SCHIAVO, Biagio
– Nacque a Ospedaletto, nei pressi di Este, l’11 gennaio 1675, da Domenico e da Margherita Righetti.
Studiò all’Università di Padova, dove si laureò nel 1695 in utroque iure; intraprese presto la carriera di insegnante, dapprima nella natia Ospedaletto, presso il collegio di Santa Maria del Tresto, poi, dal 1700, nel seminario di Padova. Ordinato sacerdote nel 1706, fece ritorno a Este, dove istituì un collegio nel quale ricoprì per diversi anni i ruoli di maestro e rettore.
Rimase a lungo ai margini della repubblica letteraria e non manifestò velleità poetiche fino all’incontro – determinante per lui – con Domenico Lazzarini, databile verso la fine degli anni Venti. Lazzarini, docente di eloquenza all’Università di Padova, impegnato in una strenua apologia della letteratura classica, gli trasmise la devozione profonda ed esclusiva per Petrarca, sollecitandolo a comporre sonetti e canzoni che pubblicò a partire dal 1730 in varie antologie e raccolte di occasione, e lo coinvolse, al pari di altri allievi, in accese querelles accademiche.
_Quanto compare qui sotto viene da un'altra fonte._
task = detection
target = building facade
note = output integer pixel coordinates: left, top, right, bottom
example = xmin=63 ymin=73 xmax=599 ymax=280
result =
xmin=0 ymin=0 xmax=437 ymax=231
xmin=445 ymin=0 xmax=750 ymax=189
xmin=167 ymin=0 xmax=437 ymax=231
Entrato a far parte dell’Accademia dei Ricovrati nel 1728, nel 1732 pubblicò il suo primo lavoro critico, una Prefazione alla Retorica d’Aristotele tradotta da Annibale Caro (Venezia 1732, pp. 17-77), in cui criticò le censure al Canzoniere mosse da Lodovico Antonio Muratori nella Perfetta poesia italiana (Modena 1706) e nelle Osservazioni alle Rime di Francesco Petrarca (Modena 1711), facendo rivivere una polemica che aveva avuto corso vent’anni prima, con la Difesa delle tre canzoni degli occhi di Giovanni Bartolomeo Casaregi, Tommaso Canevari e Antonio Tommasi (Lucca 1709), apertamente richiamata dall’autore.
Affidandosi all’indiscutibile principio di autorità, Schiavo polemizzò in modo sferzante con l’audacia dei moderni critici che rilevano difetti in Petrarca e ridicolizzò la nozione di buon gusto, nonché i giudizi estetici di Muratori, considerati il prodotto di una valutazione capricciosa. Il mandante di Schiavo era senza dubbio Lazzarini, contrariato dalle critiche fatte a Caro da Muratori nella sua Vita di Ludovico Castelvetro (Berna [Milano] 1727), al punto da annunciare in una lettera al vignolese del 18 ottobre 1729, pubblicata da Gian Francesco Soli nella Vita del proposto L. A. Muratori (Venezia 1756, p. 79), il progetto di difendere Aristotele, Petrarca e Caro. Per questa ragione Soli ipotizzò che sotto il nome di Schiavo si celasse in prima persona Lazzarini stesso, ma a torto, a parere del nipote, Antonio Lazzarini, il quale riportò la notizia secondo cui il maceratese non aveva approvato il carattere «motteggevole» dello scritto di Schiavo e meditava di rampognare diversamente Muratori, all’interno di un’opera dal titolo Conversazioni di Arquà, mai portata a termine (Vita dell’abate D. Lazzarini, Macerata 1785, p. 86). Di là dalle dichiarazioni di circostanza è chiaro che fu Lazzarini a sollecitare Schiavo, che proseguì la polemica con le Lettere di M. F. Petrarca all’autor della prefazione, premessa alla Rettorica d’Aristotele (Venezia 1733), che si rifacevano a un altro modello critico antimuratoriano, la Lettera difensiva di Antonio Tibaldeo da Ferrara (s.l. 1709) di Girolamo Baruffaldi, in cui si finge che Petrarca, dai Campi Elisi, critichi aspramente un sonetto di Muratori, Quest’alma, cui per tempo ai santi amori, scritto per una monacazione.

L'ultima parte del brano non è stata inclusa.